This subproject is one of many research subprojects utilizing the resources provided by a Center grant funded by NIH/NCRR. Primary support for the subproject and the subproject's principal investigator may have been provided by other sources, including other NIH sources. The Total Cost listed for the subproject likely represents the estimated amount of Center infrastructure utilized by the subproject, not direct funding provided by the NCRR grant to the subproject or subproject staff. Overview: The promise of improved MRI results at high field strength is compromised by the difficulties encountered at high field, including: i) Non-uniform excitation, due to the non-uniform B1 field inherent at high field. Typically, the non-uniform excitation produces non-uniform tissue contrast, although other deleterious effects can be produced as well. ii) Large susceptibility gradients, which can distort slice positions unless large slice-select gradients are used. However, the limited RF power available on high field systems severely limits the gradient strength that can be used for T2-weighted images.
The specific aims propose the further development and refinement of two new RF pulse designs to ameliorate these deleterious effects. In addition, further development of software for simulating MRI experiments is proposed to aid in effective implementation of these new RF pulses into suitably re-designed MRI experiments.
Specific aim 1 : Pulses with immunity to B1 inhomogeneity. The new B1-insensitive design is based on optimized concatenations of rectangular pulses applied along different axes in the rotating frame, where the optimization is for both uniform tip and immunity to resonance offset. The design focuses on excitation pulses, but includes extension of the method to spin echo and inversion pulses.
Specific aim 2 : Lowered peak voltage spin echo frequency-selective pulses. The new, lowered peak voltage design method consists of concatenation of conventional, frequency-selective pulses with gradients of alternating sign. The design includes spoiler gradients incorporated into the spin echo pulse to shorten the overall length of the pulse. Operation of these pulses in inhomogeneous B1 fields is also considered.

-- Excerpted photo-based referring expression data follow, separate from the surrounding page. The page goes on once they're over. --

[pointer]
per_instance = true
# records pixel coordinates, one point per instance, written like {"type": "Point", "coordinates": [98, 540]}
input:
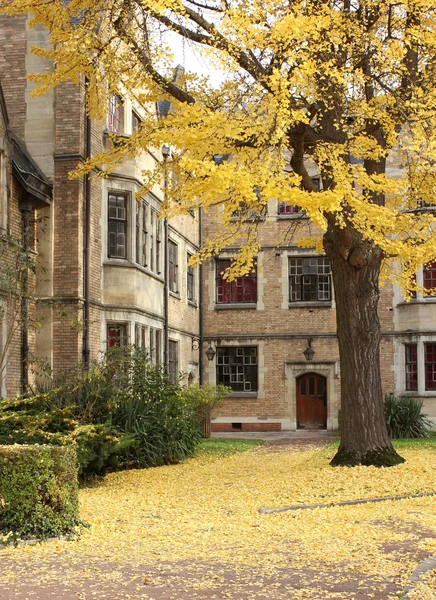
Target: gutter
{"type": "Point", "coordinates": [200, 298]}
{"type": "Point", "coordinates": [87, 243]}
{"type": "Point", "coordinates": [25, 207]}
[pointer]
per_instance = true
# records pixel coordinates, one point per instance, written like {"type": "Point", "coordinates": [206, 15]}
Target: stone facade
{"type": "Point", "coordinates": [261, 340]}
{"type": "Point", "coordinates": [126, 291]}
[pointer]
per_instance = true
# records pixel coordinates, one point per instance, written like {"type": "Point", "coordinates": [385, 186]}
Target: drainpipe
{"type": "Point", "coordinates": [200, 297]}
{"type": "Point", "coordinates": [26, 211]}
{"type": "Point", "coordinates": [166, 154]}
{"type": "Point", "coordinates": [87, 242]}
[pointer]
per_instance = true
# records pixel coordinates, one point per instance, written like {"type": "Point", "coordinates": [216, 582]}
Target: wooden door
{"type": "Point", "coordinates": [312, 401]}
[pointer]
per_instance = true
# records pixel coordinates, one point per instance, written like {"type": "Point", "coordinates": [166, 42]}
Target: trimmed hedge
{"type": "Point", "coordinates": [38, 491]}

Specific aim 3 : Further development of MRI simulation software with inclusion of """"""""inadvertent"""""""" magnetization transfer (MT) effects. The further development builds on software already developed for MP RAGE MRI experiments, and will include extended phase graph (EPG) algorithms to cover a wide range of MRI experiments. These simulations will aid in effective implementation of the new RF pulses, and avoid deleterious MT effects. A further use of these simulations is expected to be in the optimization of MRI sequences for 4.0 Tesla.
New specific aim 4. The pulses generated from specific aim 1 generate considerably more SAR and MT effects (specific aim 3) than the pulses they replace. In order to not prolong the acquisition time for the MRI experiment, a greater amount of k-space data must be collected following each RF pulse. We propose to make use of spiral gradient readouts to accomplish this. However, spiral gradient waveforms require corrections for gradient infidelity (e.g., eddy currents) and for incorrect gradient timings to avoid image blurring. In addition, corrections for sample resonance offsets are required.
Specific aim 4 proposes to develop simulations for spiral gradients, with the ability to add gradient imperfections and resonance offsets, to investigate the degree to which gradient imperfections and resonance offsets need to be corrected to prevent significant image blurring. The initial simulations will be aimed at 3D MPRAGE experiments.
New specific aim 5. With the aid of the simulations of specific aim 4, we propose to evaluate and possibly extend recently published methods to ameliorate the effects of gradient imperfections and resonance offsets. This includes methods to measure gradient imperfections and sample resonance offsets. We expect the correction algorithms will eventually have to be migrated to the CIND's multiprocessor computer to enable de-blurred images to be generated in a timely manner.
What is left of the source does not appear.